The Trump administration on Friday asked the Supreme Court for permission to resume deportations of Venezuelan migrants to El Salvador under an 18th-century wartime law, per the AP. The emergency appeal to the high court follows a rejection of the administration's plea to the federal appeals court in Washington. By a 2-1 vote, a panel of appellate judges left in place an order temporarily prohibiting deportations of the migrants under the rarely used Alien Enemies Act. The Justice Department argued in court papers that federal courts shouldn't interfere with sensitive diplomatic negotiations.

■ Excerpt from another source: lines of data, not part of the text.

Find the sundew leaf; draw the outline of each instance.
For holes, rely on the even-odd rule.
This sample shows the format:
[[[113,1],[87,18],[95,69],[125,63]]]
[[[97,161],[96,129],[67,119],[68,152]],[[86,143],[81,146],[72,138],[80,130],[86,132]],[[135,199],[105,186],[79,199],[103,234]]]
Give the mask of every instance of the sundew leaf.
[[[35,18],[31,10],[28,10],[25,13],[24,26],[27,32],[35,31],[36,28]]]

It also claimed that migrants should make their case in a federal court in Texas, where they are being detained.
The order temporarily blocking the deportations was issued by US District Judge James Boasberg, the chief judge at the federal courthouse in Washington. President Trump invoked the Alien Enemies Act for the first time since World War II to justify the deportation of hundreds of people under a presidential proclamation calling the Tren de Aragua gang an invading force. "Here, the district court's orders have rebuffed the President's judgments as to how to protect the Nation against foreign terrorist organizations and risk debilitating effects for delicate foreign negotiations," acting Solicitor General Sarah Harris wrote in the court filing.
Attorneys from the American Civil Liberties Union filed the lawsuit on behalf of five Venezuelan noncitizens who were being held in Texas, hours after the proclamation was made public. Boasberg imposed a temporary halt on deportations and ordered planeloads of Venezuelan immigrants to return to the US. That did not happen. The judge has since vowed to determine whether the government defied his order to turn the planes around. The administration has invoked a "state secrets privilege" and refused to give Boasberg any additional information about the deportations.